This is the closest way to packed up spheres, the packing fraction is 0.74, the same as the fcc. In fact depending on how you pile up spheres you get hcp or fcc
Assuming you packed spheres such that each is in contact to other 6 spheres you would form a basal plane for an hexagonal structure or the one of the planes in the fcc lattice. Now add a second layer of sphere with in the center of three of the spheres at the base. Now you can add a third layer in at least two way, one such that each sphere on the third layer is right above one in the first layer, then you have and hcp structure (ABAB…) or add the third layer such that each ball is above the center of three spheres in the first layer not occupied by spheres on the second layer (ABCABC…) this would be an fcc lattice.
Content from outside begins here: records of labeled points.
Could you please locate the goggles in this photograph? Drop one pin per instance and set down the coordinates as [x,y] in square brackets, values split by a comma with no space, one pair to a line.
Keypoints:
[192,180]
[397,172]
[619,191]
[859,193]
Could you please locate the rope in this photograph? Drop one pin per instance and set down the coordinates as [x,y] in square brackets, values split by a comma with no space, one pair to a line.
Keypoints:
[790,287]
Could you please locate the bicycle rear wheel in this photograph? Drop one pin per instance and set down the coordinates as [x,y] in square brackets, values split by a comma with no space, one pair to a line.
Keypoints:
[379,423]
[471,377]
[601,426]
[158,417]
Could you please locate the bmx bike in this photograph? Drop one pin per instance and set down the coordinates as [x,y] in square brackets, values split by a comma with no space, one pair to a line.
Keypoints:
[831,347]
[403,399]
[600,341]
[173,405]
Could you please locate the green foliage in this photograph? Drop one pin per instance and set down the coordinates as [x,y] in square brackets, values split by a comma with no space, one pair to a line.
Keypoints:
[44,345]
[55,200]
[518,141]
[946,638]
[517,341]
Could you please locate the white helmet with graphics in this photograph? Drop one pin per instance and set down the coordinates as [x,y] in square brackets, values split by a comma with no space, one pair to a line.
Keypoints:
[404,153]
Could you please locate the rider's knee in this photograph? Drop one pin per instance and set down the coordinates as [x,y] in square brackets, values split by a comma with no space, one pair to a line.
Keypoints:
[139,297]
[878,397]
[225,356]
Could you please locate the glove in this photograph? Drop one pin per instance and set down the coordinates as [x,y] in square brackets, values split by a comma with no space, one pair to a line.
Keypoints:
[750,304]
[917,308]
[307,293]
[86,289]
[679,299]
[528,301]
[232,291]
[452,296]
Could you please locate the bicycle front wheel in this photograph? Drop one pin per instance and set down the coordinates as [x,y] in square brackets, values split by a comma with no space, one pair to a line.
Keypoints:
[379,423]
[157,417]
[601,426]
The table in page 16 show some crystals with this structure
Diamond Structure
The diamond structure is a fcc with a two atom’s basis, one at 0,0,0 and the other at ¼, ¼, ¼. Another way to view this lattice, is to consider two fcc structures displaced ¼ in each direction (1/4 of the body diagonal).
One example of this structure is the “diamond” where the name of the lattice comes from. Diamond has a basis of 2 C atoms.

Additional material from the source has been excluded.